Wednesday 16 December 2020

The Shipping News, by Annie Proulx

Met by Zoom, 3rd December 2020. Apologies from Steve.

This is the 2nd novel of Annie Proulx who published her first in her 50s. Since then she has published a number of novels and also short stories – Brokeback Mountain being a well-known one of the latter.  She is inspired by landscapes and the way in which geography/topography fashions people and language.

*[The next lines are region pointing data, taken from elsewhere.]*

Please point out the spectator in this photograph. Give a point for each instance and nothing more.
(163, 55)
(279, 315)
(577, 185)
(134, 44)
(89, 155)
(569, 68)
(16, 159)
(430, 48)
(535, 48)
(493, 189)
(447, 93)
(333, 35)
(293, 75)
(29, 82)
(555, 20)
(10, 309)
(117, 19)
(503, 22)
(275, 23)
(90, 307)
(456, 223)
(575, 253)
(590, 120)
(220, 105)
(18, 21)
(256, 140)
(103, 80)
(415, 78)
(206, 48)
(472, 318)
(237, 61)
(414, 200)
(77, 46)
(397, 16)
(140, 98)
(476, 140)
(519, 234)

She has a house on Newfoundland and spends part of the year there – presumably the summer part!

There was general agreement that this was an interesting, very well written, very unusual book, full of well-drawn characters, evocative descriptions of Newfoundland lifestyle, landscape, seascape, weather, the Gammy Bird newspaper, and food.  

Examples include:
Rock ledges like black metal straps held the sea to the land.

The Heavy Weather was a log room with a filthy linoleum floor and the smell of a backed-up toilet, vomit, stale smoke and liquor.

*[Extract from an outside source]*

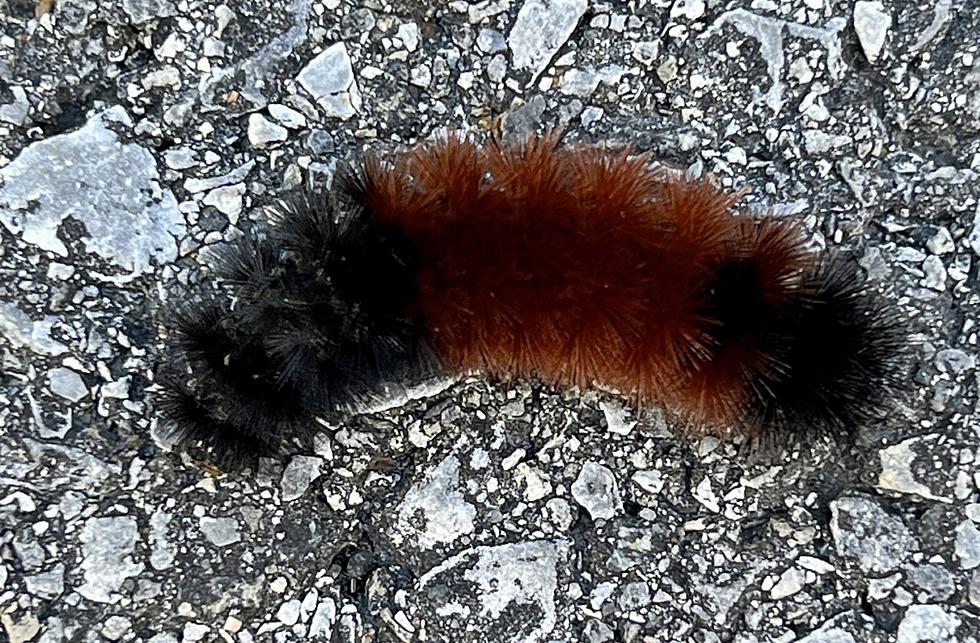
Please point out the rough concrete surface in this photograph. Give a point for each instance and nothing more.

…the children rushed at Quoyle, gripping him as a falling man clutches at a window ledge, as a stream of electric particles arcs a gap and completes a circuit. The fog against the window like milk, dense as cotton waste, carried a coldness that ate into ones bones

…a yellow day on Monday – the sky cast was an ugly yellow like a jar of piss.

An amazing beginning with the description of Quoyle’s tormented childhood, body and life:
And brother Dick, the father’s favourite, pretended to throw up when Quoyle came into the room, hissed Lardass, Snotface, Ugly Pig, Warthog, Stupid, Stinkbomb, Fart-tub, Greasebag… pummelled and kicked until Quoyle curled, hands over head, snivelling, on the linoleum. All stemmed from Quoyle’s chief failure, a failure of normal appearance.

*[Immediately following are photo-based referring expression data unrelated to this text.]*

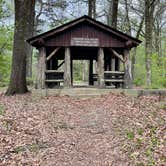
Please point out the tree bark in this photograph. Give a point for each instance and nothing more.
(29, 33)
(92, 8)
(100, 63)
(67, 69)
(113, 13)
(127, 69)
(149, 10)
(91, 72)
(40, 84)
(18, 73)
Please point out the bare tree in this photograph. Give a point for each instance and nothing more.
(24, 20)
(113, 13)
(149, 11)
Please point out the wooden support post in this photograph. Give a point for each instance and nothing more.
(117, 64)
(91, 72)
(100, 62)
(67, 68)
(53, 53)
(41, 67)
(113, 63)
(127, 70)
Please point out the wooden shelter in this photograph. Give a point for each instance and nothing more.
(84, 39)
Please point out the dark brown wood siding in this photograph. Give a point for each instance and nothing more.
(81, 30)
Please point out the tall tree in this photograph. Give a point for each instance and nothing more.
(24, 20)
(149, 10)
(113, 13)
(92, 8)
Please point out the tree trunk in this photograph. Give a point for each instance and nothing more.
(29, 33)
(92, 8)
(113, 13)
(67, 69)
(149, 10)
(127, 68)
(100, 63)
(133, 59)
(41, 67)
(18, 73)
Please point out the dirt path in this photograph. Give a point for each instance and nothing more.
(110, 130)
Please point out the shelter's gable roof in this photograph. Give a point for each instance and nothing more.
(84, 18)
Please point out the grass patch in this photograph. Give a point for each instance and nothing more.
(130, 135)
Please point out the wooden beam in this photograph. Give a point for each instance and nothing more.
(127, 67)
(114, 72)
(61, 64)
(117, 55)
(40, 80)
(53, 53)
(100, 67)
(67, 68)
(91, 72)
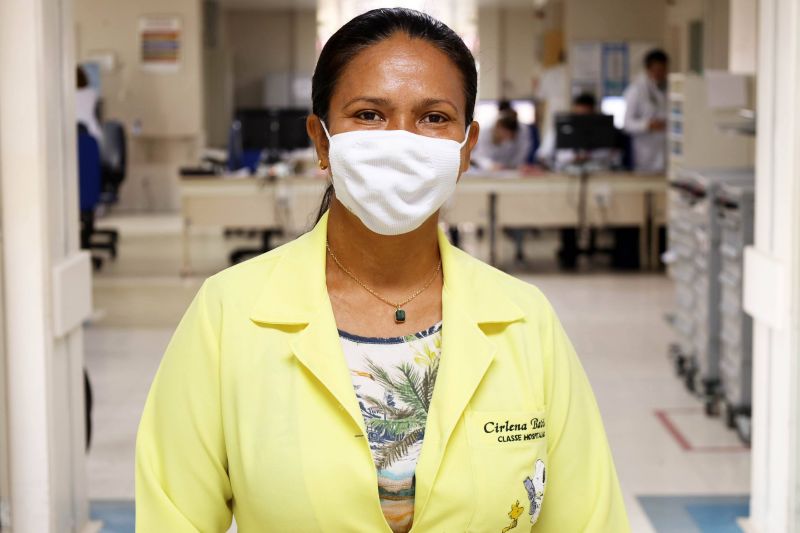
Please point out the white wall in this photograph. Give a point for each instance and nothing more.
(44, 389)
(265, 42)
(614, 20)
(169, 106)
(510, 48)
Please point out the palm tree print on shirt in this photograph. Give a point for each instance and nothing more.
(392, 429)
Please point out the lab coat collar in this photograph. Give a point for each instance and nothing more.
(295, 289)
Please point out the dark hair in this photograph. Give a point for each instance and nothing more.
(82, 80)
(585, 99)
(371, 28)
(655, 56)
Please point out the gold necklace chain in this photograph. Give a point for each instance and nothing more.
(400, 314)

The reader has to catch the rhythm of the writing – many short sentences lacking verbs or other grammatical normalities as well as all the local vocabulary, and cadences which well conveyed the quirky speech patterns of the locals: Leave me take that saw boy.

The isolated communities are buffeted by nature and change which inevitably leads to decay of local industry and migration of the population in search of employment and a better life. And all the details of boats and boat-building which, while they may be lost on non-boat-people. add detail and believability to description of activities which have always been central to the lives of ‘Newfies’, but which are now in terminal decline.

The place names: Lost all Hope, Bad Fortune, Never Once, No Name; and the names of many of the characters: Partridge, Pretty, Nutbeem, Tert Card, Alvin Yark, and Benny Fudge whose face seemed made of leftover flesh squeezed roughly together. Another character had a face like cottage cheese clawed with a fork.

There is quite a shocking amount of abuse vying for space in the Gammy Bird, but the story also has instances of wry and self-deprecating humour from Quoyle. And in many ways this is a story of both obsessive destructive love and and a slowly developing life-affirming love that is without pain or misery.  The affection between Quoyle and Wavey is very beautifully and touchingly described, with an occasional small glance or touch building slowly.  Also Quoyle’s unreserved love for his children, and the activities and interruptions of the children all rang true, as well as the traumas, fears and misunderstandings which can be part of many young lives.

It was agreed that Proulx had undertaken a lot of research to write this book, with detailed interviewing of many local people, so that many of her stories seemed to ring true, or to at least have a ring of truth to them.